With in two weeks I had a first draft. I edited, pared down, read and reread until the deadline for submissions came. I spent the week before the submission deadline, checking and double-checking the guidelines, my query letter, my blurb. I submitted it and moved on. I’ve been submitting and moving on for a while now. I wasn’t expecting much.
Then in January, I found out I wasn’t rejected.
Revision
Once I got over the dancing and shouting at Skype (Sweetness was across the ocean when I received the joyful news), I puzzled over the draft I had sent. The one complaint I was given was that the language and sex scenes were too mild.
I was floored by this. I’ve been publishing pornography since I was in college and I always thought the difference between a romance novel and pornography was the language. I had no trouble fixing that; now it’s got reviews about how hot it is.
For the next eight months, my editor and I struggled through the monster that became Evasive Love. I was stunned by the sheer amount of errors that I hadn’t caught, little things I never thought about, and how incredibly inflexible the human body actually is during sex (oh yeah I guess that does kinda sound like he’s wrapping his spine around Kavan… hum, better fix that).
Coming Out as Gay Erotica Writer
By far the hardest thing that came out of this novel (besides your dicks, you sick freaks ) is explaining to my friends and family what all my work has been for. The inevitable question that comes after the statement, ‘I have a book coming out’ is ‘congratulations. What’s it about?’

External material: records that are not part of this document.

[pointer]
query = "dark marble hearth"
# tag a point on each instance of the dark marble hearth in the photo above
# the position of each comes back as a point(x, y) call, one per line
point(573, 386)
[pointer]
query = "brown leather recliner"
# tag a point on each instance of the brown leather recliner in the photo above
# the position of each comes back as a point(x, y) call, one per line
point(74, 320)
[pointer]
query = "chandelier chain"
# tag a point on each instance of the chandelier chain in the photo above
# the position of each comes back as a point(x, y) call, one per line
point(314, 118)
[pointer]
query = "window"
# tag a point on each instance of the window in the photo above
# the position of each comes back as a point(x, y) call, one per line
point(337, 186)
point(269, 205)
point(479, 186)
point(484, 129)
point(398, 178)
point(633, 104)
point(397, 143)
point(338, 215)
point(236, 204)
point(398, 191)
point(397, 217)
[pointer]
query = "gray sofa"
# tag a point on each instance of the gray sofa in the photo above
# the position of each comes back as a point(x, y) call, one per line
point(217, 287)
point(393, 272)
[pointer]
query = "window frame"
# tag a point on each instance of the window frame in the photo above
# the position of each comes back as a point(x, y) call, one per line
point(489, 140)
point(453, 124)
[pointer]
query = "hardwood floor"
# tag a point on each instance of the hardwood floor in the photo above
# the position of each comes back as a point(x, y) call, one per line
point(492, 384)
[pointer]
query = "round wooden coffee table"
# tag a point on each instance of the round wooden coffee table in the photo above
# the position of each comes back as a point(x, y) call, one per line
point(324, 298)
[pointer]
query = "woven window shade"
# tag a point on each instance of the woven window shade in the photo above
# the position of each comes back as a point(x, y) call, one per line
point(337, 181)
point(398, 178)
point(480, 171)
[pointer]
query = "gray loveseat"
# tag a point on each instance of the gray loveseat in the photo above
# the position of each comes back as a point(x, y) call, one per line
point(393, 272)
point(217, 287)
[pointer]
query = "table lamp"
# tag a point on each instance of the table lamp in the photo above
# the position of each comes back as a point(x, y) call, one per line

I don’t think any other genre writer faces the potential embarrassment and judgment from that answer. Every writer faces criticism whether constructive of not, but few of us are actually risking revulsion with the answer. More than once I’ve muttered, “It’s a romantic sci-fi about a bounty hunter who falls in love with his mark” and quickly changed the subject to the writing process or anything else. I’ve never been so closeted. Yet, I can’t stand having something I’ve worked so hard for met with a sneer and a “Why would you want to write that?”
I have a lot more to write on the topic of shame and sex in America, the inequality given to romance and speculative fiction, and closets in general, but for now I’ll leave off with a very enthusiastic:
It’s a very explicit erotic science fiction romance about a bounty hunter who falls in love with the male criminal he’s after!